Puede formar parte del tratamiento cuando la valoración confirma que el dolor está relacionado con una afectación del nervio ciático y no existen signos que aconsejen otro tipo de intervención prioritaria.
¿Puede aumentar el dolor después de una sesión?
Algunas personas notan una ligera sensibilidad o una sensación similar a unas agujetas durante las primeras horas.
Suele ser una respuesta transitoria que desaparece por sí sola.
¿Tiene efectos secundarios?
Realizada por profesionales cualificados y utilizando agujas estériles de un solo uso, la acupuntura es una técnica segura.
Los efectos secundarios más habituales suelen limitarse a pequeños hematomas, sensibilidad localizada o una sensación pasajera de cansancio.
¿Es mejor la acupuntura o la fisioterapia?

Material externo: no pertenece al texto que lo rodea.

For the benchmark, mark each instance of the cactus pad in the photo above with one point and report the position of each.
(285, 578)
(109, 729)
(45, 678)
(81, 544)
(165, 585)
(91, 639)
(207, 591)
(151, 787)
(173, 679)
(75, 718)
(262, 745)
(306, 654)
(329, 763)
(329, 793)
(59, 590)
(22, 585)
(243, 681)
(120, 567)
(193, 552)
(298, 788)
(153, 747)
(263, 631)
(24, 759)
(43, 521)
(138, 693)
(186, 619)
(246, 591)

No son tratamientos enfrentados.
En muchos pacientes se complementan. La decisión depende del origen del dolor y de los objetivos que se planteen tras la valoración clínica.
¿Puedo hacer ejercicio durante el tratamiento?
En la mayoría de los casos sí, aunque el tipo de actividad y la intensidad deben adaptarse al momento en el que se encuentre la recuperación.
¿La acupuntura sustituye a la medicación?
No necesariamente.
Puede formar parte del tratamiento del dolor lumbar, pero cualquier modificación de la medicación debe realizarse siempre bajo supervisión del profesional que la haya prescrito.
¿Cuándo debería pedir una valoración?
Cuando el dolor persiste durante varias semanas, limita la actividad diaria, reaparece con frecuencia o empieza a condicionar la forma de trabajar, descansar o moverse.
Solicitar una valoración en ese momento permite identificar la causa del problema y decidir qué tratamiento tiene más sentido antes de que el dolor termine cronificándose.